Shirley encouraged this perception, which led to the second incident, two days later. Noticing her looking over as I unlocked my front door, I gave Shirley another big smile and an even bigger wave (I understood by then that cheerfulness was a weapon to use against her), to which she gestured a response of flailing, mocking arms, a wholly wild movement even as she peered back at me with even-eyed contempt. I was surprised. Breathless, really. I blinked to make sure I was seeing true, before moving inside, a sad sour taste in my mouth. Later I thought I shouldn’t have been surprised, for her physical expressions were not unlike a clip I’d seen over and again of the current president as he mocked a reporter, and here I was in the land of his supporters. I was aware, too, that the woman made for a good story: an old white woman in a small Southern town who acted small-minded and mean-spirited, as people in small towns will do. An old woman, not right in the head, without guests or visitors, smoking and steeping in her desire to feel superior to anyone she perceived as different, a feeling I recognized and judged in myself.

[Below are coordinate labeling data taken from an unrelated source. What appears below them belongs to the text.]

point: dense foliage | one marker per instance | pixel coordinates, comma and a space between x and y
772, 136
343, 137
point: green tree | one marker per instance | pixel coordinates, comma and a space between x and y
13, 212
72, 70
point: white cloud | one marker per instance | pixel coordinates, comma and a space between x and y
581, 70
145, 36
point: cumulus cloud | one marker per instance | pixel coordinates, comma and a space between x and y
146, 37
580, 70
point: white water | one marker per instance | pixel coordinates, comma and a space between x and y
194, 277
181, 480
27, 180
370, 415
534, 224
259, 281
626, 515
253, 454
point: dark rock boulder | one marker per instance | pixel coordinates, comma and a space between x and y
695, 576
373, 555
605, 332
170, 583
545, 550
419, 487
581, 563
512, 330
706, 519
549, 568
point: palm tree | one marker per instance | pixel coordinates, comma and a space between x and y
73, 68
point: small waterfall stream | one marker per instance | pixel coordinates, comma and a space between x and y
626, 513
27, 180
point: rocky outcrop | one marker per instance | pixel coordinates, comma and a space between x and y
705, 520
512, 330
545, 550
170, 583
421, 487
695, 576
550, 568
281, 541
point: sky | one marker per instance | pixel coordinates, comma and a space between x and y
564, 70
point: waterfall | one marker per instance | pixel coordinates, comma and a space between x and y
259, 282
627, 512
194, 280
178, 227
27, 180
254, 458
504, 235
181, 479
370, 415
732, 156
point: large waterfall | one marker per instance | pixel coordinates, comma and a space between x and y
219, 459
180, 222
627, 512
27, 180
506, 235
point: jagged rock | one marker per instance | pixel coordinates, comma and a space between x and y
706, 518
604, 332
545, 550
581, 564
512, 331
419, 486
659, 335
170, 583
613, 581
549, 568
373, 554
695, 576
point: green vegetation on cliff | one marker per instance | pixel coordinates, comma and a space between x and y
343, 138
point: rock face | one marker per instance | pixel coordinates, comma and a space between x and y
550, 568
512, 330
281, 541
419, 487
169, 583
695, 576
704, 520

A feeling I mirrored, I had to admit, as I amused out-of-state friends and acquaintances with stories about my new life in Florida and the crazy old woman, Shirley, who lived next door. Yet when she disappeared for several days, and when the mail and newspapers began to accumulate, I telephoned the police for a wellness check. She doesn’t like me, I stupidly said to the dispatcher. She was racist, said the white gardener, who came later that day to mow her lawn. The police were still there, having discovered her body, 10-days dead, purse still open and perched on her lap, as if she had just sat down to take one of the several meds kept tucked inside. That’s too bad, said the gardener. She always paid ahead.